Motorhome Adventures travel blog

Buddhist service at Wat Albury

Christmas lights . . .

. . . in Albury

Merry Christmas from Sarah and Thana

Thana, Sarah, Grant, Da

In my new hot pink Dora dress from Aunty Jude

Jude and Tom


Late in the day I realise I’ve had enough of ‘just being’ - for a while anyway - and pack up and drive the 150kms to Albury. I receive a wonderful warm welcome from my brother Grant, his wife Pancharya (Da), Thana (age 15), and my niece Sarah (age 4 – going on 19, I’m soon to discover).

Albury is major regional city of around 45,000, situated on the NSW side of the Murray River. Its twin city Wodonga adjoins on the Victorian side, with some rivalry between the two it seems.

In the days leading up to Dec 21st I was bemused to read of dire predictions for “the end of the world and worse” (do tell me, exactly what would be worse??).
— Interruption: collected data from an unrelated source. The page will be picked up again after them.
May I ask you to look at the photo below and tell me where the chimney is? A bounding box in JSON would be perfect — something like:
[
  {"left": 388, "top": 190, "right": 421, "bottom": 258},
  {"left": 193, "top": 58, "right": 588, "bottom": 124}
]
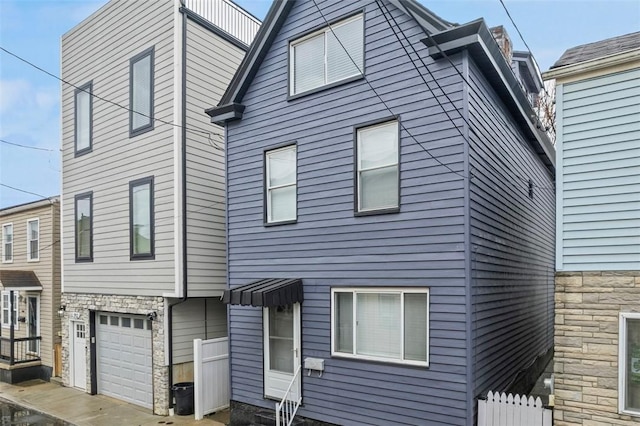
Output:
[{"left": 490, "top": 25, "right": 513, "bottom": 65}]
Apparently there were surprising numbers of people stockpiling food and emergency supplies, others building underground bunkers, and even a school in Michegan USA that shut down early for the rest of the year rather than deal with the headache of it all.

However, the 22nd of December dawned fine and warm, lo and behold, the end of the Mayan calendar has come and gone and we are still here, YAY. I rather enjoyed this report from Peter Harding in Auckland at 5.52am NZ time:

“ Please stand by whilst I check our current situation. I’ve just completed a visual confirmation, and can now confirm that the world is still turning and that the sun has risen, I repeat the sun has risen! From NZ’s end, we had no pole shift, alien invasion, super volcanoes, or asteroid impacts. But as I live alone I can not confirm if the “Rapture” took place, and can only say that if it did, then the bastards left me behind! However I am feeling much more enlightened & possibly on a higher plane but I suspect this is due to the coffee. I will update should our situation change”
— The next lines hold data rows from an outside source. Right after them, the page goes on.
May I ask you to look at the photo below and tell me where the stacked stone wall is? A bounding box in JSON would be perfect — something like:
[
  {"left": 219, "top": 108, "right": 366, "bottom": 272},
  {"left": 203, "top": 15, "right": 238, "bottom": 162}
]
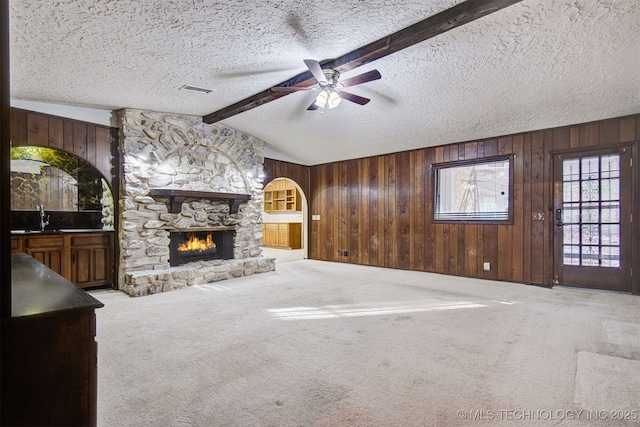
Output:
[{"left": 118, "top": 109, "right": 273, "bottom": 296}]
The Mayan’s hadn't actually predicted an apocalypse, their calendar will merely restart its next 5125 year cycle from today. But for those confirmed worriers, it’s okay, there are plenty of other things to continue to frazzle yourselves about – global warming, nuclear energy, politicians, and of course the problem of millions of suddenly faded curtains in Queensland should, in their wisdom (??), they ever agree to daylight saving.

I’ve just realised I’m in a spot of bother though as I now have no excuse for not having written Christmas cards this year, “so sorry, end of the world and all that”. Drat!

Anyway, back in the here and now, living in a bicultural household is interesting for me. On Sunday we went to Wat Albury, the local Buddhist temple, where Monk Ajahn Satit conducted the weekly service beginning with a meditation followed by bestowing of respect to the Monks and to Buddha, the Dhamma (Universal Truth) talk, requesting the five precepts, the blessing, and ended with the most exquisite Thai luncheon. Fortunately the service was delivered in English, albeit with a heavy Thai accent.

Later that night our family drove around Albury looking at the best of the houses decorated with Christmas lights. It was lovely to have Satit join us, his childlike enthusiasm infectious as, clad in his orange robes and sandals with digital camera in hand, he jumped in and out of the car excitedly snapping dozens of photos to upload on his website.

Our Christmas Day was pleasant and low-key, spent with family and a few Albury friends. Thai folk do not celebrate Christmas as such. Da did decorate a beaut tree and, as they seem to prefer going to bed late and rising late, we got to enjoy a very civilised present opening time of mid-morning, a rarity in most households with a four year old!. We’re also fortunate to have Tom, my eldest nephew, staying with us for a few days and lovely that my niece Laura and their Mum Gay from Canberra popped in to visit as well.

I hope you’ve all had a wonderful Christmas.